I. Présentation de la CJIP
La CJIP a été introduite par la loi du 9 décembre 2016 relative à la transparence, à la lutte contre la corruption et à la modernisation de la vie économique [1], dite loi « Sapin II » et son décret d’application du 27 avril 2017 [2]. Ses modalités ont été précisées par une circulaire en date du 31 janvier 2018 [3] et par une dépêche du 21 mars 2019 de la Direction des affaires criminelles et des Grâces (DACG) [4].
La CJIP a, en outre, fait l’objet de plusieurs modifications législatives. La première modification a été opérée par la loi du 23 octobre 2018, relative à la lutte contre la fraude [5], puis par la loi relative au Parquet européen, à la justice environnementale et à la justice pénale spécialisée du 24 décembre 2020 [6].
Par ailleurs, la CJIP est également régie par les « lignes directrices relatives à la mise en œuvre de la convention judiciaire d’intérêt public », adoptées conjointement le 27 juin 2019 par le Parquet national financier (PNF) et l’Agence française anticorruption (AFA) [en ligne].
Alors que la CRPC est ouverte non seulement aux personnes physiques et aux personnes morales, la CJIP ne peut s’appliquer qu’aux personnes morales ayant commis l’une ou plusieurs des infractions limitativement énumérées à l’article 41-1-2, I du Code de procédure pénale (N° Lexbase : L5527LZQ). Il s’agit notamment des délits de corruption et trafic d’influence ainsi que toute infraction connexe.
En matière de fiscalité, la loi Sapin II ne visait initialement que le blanchiment des infractions prévues aux articles 1741 (N° Lexbase : L6015LMQ) (fraude fiscale) et 1743 (N° Lexbase : L3888IZZ) du CGI (infractions assimilées à la fraude fiscale, relatives à la comptabilité, à l’entremise pour le dépôt de valeurs ou l'encaissement de coupons à l'étranger ainsi qu’à la fourniture de renseignements en vue de l'obtention d'agréments ou d'une autorisation dans le cadre de dispositifs d'investissements, notamment en outre-mer).
La loi du 23 octobre 2018, relative à la lutte contre la fraude fiscale, a élargi le champ d’application de ce dispositif aux délits de fraude fiscale et assimilés visés aux articles 1741 et 1743 du CGI, et non plus au seul blanchiment de ces délits.

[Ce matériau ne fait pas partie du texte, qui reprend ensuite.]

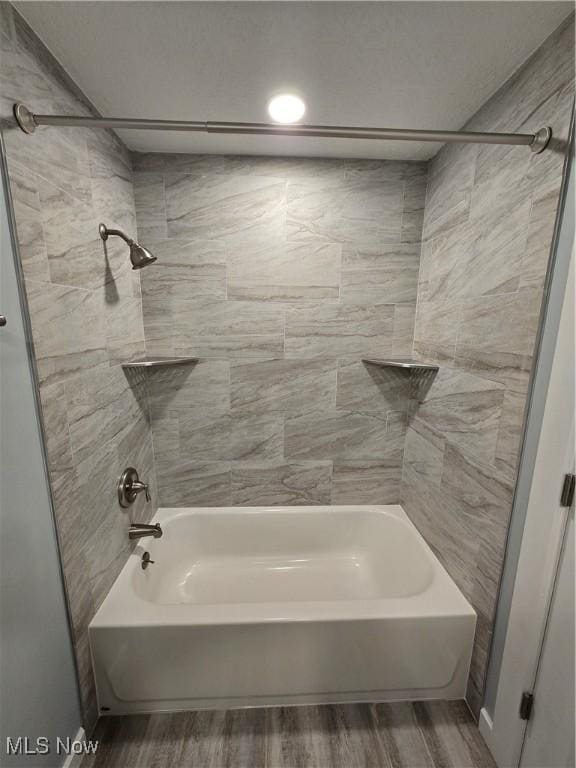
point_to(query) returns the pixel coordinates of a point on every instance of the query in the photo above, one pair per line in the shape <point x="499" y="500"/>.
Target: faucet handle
<point x="129" y="486"/>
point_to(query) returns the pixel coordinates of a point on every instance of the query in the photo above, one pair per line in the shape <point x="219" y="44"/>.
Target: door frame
<point x="548" y="453"/>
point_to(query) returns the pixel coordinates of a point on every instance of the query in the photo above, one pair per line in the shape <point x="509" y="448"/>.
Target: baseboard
<point x="73" y="761"/>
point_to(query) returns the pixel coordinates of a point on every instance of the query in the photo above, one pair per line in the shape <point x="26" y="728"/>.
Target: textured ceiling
<point x="394" y="64"/>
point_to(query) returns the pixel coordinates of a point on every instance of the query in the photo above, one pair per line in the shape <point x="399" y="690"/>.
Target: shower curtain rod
<point x="29" y="121"/>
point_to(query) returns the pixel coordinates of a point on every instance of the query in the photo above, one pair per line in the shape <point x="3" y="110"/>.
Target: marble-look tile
<point x="150" y="204"/>
<point x="185" y="270"/>
<point x="339" y="331"/>
<point x="366" y="482"/>
<point x="31" y="242"/>
<point x="67" y="329"/>
<point x="346" y="435"/>
<point x="100" y="407"/>
<point x="86" y="314"/>
<point x="282" y="386"/>
<point x="501" y="179"/>
<point x="284" y="271"/>
<point x="183" y="483"/>
<point x="450" y="182"/>
<point x="106" y="544"/>
<point x="206" y="437"/>
<point x="423" y="453"/>
<point x="290" y="484"/>
<point x="224" y="207"/>
<point x="503" y="325"/>
<point x="122" y="317"/>
<point x="495" y="263"/>
<point x="403" y="333"/>
<point x="203" y="386"/>
<point x="466" y="410"/>
<point x="540" y="233"/>
<point x="359" y="210"/>
<point x="214" y="328"/>
<point x="510" y="431"/>
<point x="56" y="429"/>
<point x="370" y="388"/>
<point x="436" y="329"/>
<point x="384" y="275"/>
<point x="75" y="250"/>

💡 La première CJIP homologuée en 2017 portait sur un cas de blanchiment de fraude fiscale par la Banque HSBC Suisse, laquelle a reconnu les faits et accepté de payer une amende de 300 millions d’euros. Celle-ci représente près de 20 % des avoirs des clients soustraits à l’impôt (1,6 milliard d’euros). |
A. Les obligations pouvant résulter de la CJIP
Une CJIP est susceptible d'imposer trois sortes d'obligations à la personne morale :
Le montant de l’amende d'intérêt public versée au Trésor public est fixé de manière proportionnée aux avantages tirés des manquements constatés, dans la limite de 30 % du chiffre d'affaires moyen annuel, calculé sur les trois derniers chiffres d'affaires annuels connus à la date du constat de ces manquements.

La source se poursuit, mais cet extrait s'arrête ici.